1) Government that doesn't confiscate your wealth (more or less) 2) Dollar
bills that don't go to zero 3) Banks that don't steal your money

Take away these and you'll see capital flight all over the place and some of
it will end up in Bitcoin

------
onion2k
Usability. It's hard to use and even harder to use well.

------
eternalcode
Sorry for the ambiguity, I meant Crypto currencies

------
sp527
I think the present culture of indulging in nearly unmitigated crypto-
Utopianism is the more interesting concern. It's becoming difficult to argue
against cryptocurrency in the tech industry without some form of rebuke
enumerating the various potential applications (none of which are in dispute,
generally) and/or incoherently equating cryptocurreny to the internet or other
such developments (in this story, the future will render skeptics little more
than 21st Century Luddites). For an industry so predicated on logic, it's kind
of alarming to hear such blatantly shallow reasoning. The militant
proselytization of cryptocurrencies often verges on absurd. We should be
actively challenging and questioning our beliefs about something that has
attracted so much attention and money.

All that said: cryptocurrencies might succeed. No one can outrightly deny the
possibility. We should stick to arguing as to the likelihood or the extent of
'capture' it might achieve.

The forest for the trees that the more devoted crypto-Utopianists are missing
is that cryptocurrencies, and perhaps the blockchain concept more generally,
are at present an inferior or nearly inferior mechanism on almost all of the
dimensions we should care about: speed, convenience, stability, cost. Put in
short, a commercially-motivated centralized actor, backed and regulated by one
or more government authorities, will always be able to perform as well or
better on most of these dimensions than cryptocurrencies, no matter how many
improvements are made to the system.

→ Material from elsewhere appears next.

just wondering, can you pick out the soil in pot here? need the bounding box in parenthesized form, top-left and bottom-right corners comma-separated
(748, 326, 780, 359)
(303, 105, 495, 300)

We usually then end up asking if that
system is problematic or should be challenged. In the first world, there
aren't presently enough people of a subversive mindset to prefer
cryptocurrencies to a centrally-regulated system solely on the basis of
anonymity, complete transaction transparency, and decentralization (the
principal advantages of cryptocurrencies). That could change, but it seems
fairly unlikely. Importantly, I'm not taking a political stance here. I'm
instead trying to account for human behavior.

Cryptocurriencies are nevertheless valid stores of value. People have relied
upon all sorts of things throughout history to store value, because achieving
the designation is as simple as getting some people to trust in a particular
system. But the thing about stores of value is that they inevitably offer
variable degrees of reliability and trustworthiness over sufficiently long
time horizons. It would be foolish to argue, for instance, that the US dollar
will remain the predominant global reserve currency in perpetuity. What we can
argue with a higher degree of certainty is that the US dollar is unlikely to
experience a catastrophic, abrupt decline in its trustworthiness. I would
posit that the same cannot be said for cryptocurrencies and the primary reason
for this is that some substantial proportion of their value is likely baked on
purely speculative behavior (the volatility suggests as much). A secondary
reason is, ironically, that there is no central authority to intervene in the
event of a panic-induced selloff. And the real problem is that there will
always be stores of value that are relatively more trustworthy, according to
the public at large. The average person can see and feel gold. They understand
that it's a store of value and history reaffirms their conviction. They don't
have to comprehend very complicated technical and economic dynamics to believe
in gold. Now you might argue that cryptocurrencies can remain stores of value
without realizing broad adoption and I wouldn't contest that. But the risk
exposure they present, relative to other available stores of value, seems at
the very least problematic.